Rise of the German Dyestuff Monopoly.—The story of how this came about was once told the writer by Sir William Perkin, when he was in New York, in 1896, at the time of the “Coal Tar Color Jubilee,” the fiftieth anniversary of his famous discovery.

He said that in the early days, when he was running his plant near Manchester, the most dangerous competitors he had to face were the French. He described them as excellent chemists and keen, but fair-fighting business men; and the Germans, in those days, were far inferior to them in every way—in ability, in originality, and, above all, in honesty.

He went so far as to say that, for years before he left the business, he and other English chemists had entirely abandoned attempts to patent their discoveries in Berlin. He had found, by sad experience, that whenever he sent over an application for a patent on a new dyestuff, or new chemical compound of importance, the German Patent Office would at once call in, for consultation, the leading German chemists who were interested in that line of work.
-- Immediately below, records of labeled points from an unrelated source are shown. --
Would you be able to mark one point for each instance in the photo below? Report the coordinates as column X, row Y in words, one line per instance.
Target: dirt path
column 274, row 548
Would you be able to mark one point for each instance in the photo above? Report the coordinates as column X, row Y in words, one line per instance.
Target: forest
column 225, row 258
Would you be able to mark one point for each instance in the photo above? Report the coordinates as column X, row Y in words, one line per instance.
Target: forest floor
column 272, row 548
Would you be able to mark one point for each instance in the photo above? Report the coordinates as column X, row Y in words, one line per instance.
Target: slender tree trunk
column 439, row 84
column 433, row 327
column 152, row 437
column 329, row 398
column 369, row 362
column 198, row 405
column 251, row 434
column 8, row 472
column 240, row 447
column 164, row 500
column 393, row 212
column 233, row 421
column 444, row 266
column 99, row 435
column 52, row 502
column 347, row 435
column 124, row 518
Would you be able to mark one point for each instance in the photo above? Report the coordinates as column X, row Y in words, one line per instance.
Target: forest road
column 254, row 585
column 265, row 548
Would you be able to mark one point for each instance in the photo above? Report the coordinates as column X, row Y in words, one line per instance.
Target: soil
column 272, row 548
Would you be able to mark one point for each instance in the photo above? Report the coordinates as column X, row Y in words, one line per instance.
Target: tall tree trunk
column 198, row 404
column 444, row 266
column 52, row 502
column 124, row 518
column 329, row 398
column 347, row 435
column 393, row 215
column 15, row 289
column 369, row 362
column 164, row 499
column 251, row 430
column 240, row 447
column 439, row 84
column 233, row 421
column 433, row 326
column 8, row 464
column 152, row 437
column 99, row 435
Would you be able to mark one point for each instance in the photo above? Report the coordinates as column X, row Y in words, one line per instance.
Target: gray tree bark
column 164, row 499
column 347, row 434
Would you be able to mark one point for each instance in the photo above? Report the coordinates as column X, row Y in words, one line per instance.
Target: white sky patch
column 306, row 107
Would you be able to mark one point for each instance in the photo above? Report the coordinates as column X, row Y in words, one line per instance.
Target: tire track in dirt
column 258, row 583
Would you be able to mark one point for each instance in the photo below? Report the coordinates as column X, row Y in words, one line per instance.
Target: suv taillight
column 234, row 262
He would get request after request for more and more detailed information about every part of the process; and then, when they had got from him every bit of information that they could, they would grant the patent to some one of his German competitors, who, in many cases at least, had never even dreamed of the thing, until Perkin had sent his application to Berlin. In fact, he said the English and French chemists considered them as rank, bare-faced pirates, and none too successful pirates at that.

Two Germans however, in 1869, did work out the composition of alizarine, the dyestuff of madder, and published their discovery in the chemical journals. But while they discovered and patented one method for preparing this Alizarine from coal tar on a commercial scale, Perkin in England, and some dyestuff chemists in France discovered other methods equally good or perhaps better for producing the same identical color at less expense. So they still kept well ahead of the Germans even in that.
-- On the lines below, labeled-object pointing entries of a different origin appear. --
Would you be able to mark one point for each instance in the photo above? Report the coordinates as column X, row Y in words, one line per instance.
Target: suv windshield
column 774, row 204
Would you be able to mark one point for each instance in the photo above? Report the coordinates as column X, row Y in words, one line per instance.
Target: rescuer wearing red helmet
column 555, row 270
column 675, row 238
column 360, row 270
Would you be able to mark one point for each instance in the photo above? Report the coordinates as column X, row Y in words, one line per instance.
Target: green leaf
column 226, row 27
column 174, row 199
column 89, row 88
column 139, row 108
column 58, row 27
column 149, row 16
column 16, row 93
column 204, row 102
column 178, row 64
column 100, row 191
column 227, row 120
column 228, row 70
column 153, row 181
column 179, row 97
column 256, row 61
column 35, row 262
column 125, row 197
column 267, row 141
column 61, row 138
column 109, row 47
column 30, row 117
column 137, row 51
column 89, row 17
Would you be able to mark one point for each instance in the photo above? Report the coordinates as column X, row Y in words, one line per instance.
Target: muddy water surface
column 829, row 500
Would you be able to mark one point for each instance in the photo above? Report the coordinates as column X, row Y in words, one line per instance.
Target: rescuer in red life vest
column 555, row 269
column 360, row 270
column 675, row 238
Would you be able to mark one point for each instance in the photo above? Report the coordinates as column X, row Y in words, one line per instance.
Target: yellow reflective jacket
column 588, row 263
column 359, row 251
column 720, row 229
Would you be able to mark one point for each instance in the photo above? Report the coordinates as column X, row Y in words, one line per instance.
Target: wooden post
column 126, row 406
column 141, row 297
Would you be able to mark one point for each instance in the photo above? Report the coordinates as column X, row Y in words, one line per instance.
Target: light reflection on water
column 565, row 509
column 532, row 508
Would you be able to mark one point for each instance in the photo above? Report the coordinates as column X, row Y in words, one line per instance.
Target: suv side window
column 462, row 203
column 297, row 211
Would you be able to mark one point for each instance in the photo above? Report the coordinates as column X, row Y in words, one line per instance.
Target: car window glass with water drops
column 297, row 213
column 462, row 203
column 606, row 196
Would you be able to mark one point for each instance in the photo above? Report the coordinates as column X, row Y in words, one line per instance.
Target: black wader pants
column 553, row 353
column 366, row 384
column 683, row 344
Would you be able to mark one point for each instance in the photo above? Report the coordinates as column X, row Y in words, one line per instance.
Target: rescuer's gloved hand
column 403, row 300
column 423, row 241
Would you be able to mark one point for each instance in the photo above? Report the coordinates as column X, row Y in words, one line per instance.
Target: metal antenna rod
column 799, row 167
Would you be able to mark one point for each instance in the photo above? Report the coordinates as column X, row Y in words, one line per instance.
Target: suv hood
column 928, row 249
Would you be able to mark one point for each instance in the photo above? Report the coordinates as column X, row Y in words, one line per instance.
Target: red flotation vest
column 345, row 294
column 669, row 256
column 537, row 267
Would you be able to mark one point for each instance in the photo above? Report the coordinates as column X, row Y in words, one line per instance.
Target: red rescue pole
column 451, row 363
Soon after this, in 1870, the Franco-Prussian war broke out. At once the French and German factories closed, at any rate for any foreign trade, and as the cultivation of madder had by that time been abandoned, Perkin found that all the Turkey red for the whole Eastern market must be dyed with his Manchester alizarine. Orders came pouring in, and in order to keep up with the demand, it would be necessary for him to greatly increase the size of his plant, and to put back into it all his savings of the past fourteen or fifteen very profitable years.

This, he told me, he was unwilling to do. But, just at that moment, he was approached by a firm of Manchester business men, who had been supplying his works with some of the raw materials from coal tar (crudes and intermediates as they call them now), with an offer to buy his works and his interest in the business. He was perfectly frank and open with them, showed them his books, his profits for the past few years, his present orders and the rest, and after a little bargaining he sold out to them for a very fair price, which he immediately invested in the best of securities and on which he lived in comfort for the rest of his long and extremely happy life.
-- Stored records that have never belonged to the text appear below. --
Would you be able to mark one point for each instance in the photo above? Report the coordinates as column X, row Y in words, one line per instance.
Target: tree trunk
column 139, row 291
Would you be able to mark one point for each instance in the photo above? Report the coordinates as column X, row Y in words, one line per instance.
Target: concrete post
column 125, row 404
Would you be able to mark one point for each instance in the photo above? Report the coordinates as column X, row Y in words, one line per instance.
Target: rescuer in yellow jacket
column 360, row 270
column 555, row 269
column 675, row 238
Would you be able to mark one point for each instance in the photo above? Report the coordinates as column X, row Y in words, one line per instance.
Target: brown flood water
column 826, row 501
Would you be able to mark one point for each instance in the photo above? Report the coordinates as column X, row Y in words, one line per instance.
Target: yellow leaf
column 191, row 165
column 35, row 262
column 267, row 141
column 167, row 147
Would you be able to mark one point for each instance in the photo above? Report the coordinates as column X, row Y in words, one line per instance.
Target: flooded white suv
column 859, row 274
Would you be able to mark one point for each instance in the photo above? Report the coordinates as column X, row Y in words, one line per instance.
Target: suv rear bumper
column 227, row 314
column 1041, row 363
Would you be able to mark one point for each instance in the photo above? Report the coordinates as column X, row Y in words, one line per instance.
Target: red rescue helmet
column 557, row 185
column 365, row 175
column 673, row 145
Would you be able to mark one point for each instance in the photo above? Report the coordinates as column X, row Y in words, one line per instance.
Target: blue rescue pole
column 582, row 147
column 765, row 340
Ruin of the English Dyestuff Industry.—As soon as they had gained possession of his factory, the Manchester people began to pass word around among their friends, that they were going to show the whole world how to run a chemical industry. Perkin, they agreed, was indeed a clever fellow in his way, and undoubtedly a good chemist, but he was nobusiness man. They were going to run those works on good, practical, common-sense business lines, and they and their few friends whom they allowed to join them, boasted loudly and deeply of their expected profits. Their motto was the well-established one “Manufacture cheap and sell dear”—and they proceeded to follow it implicitly.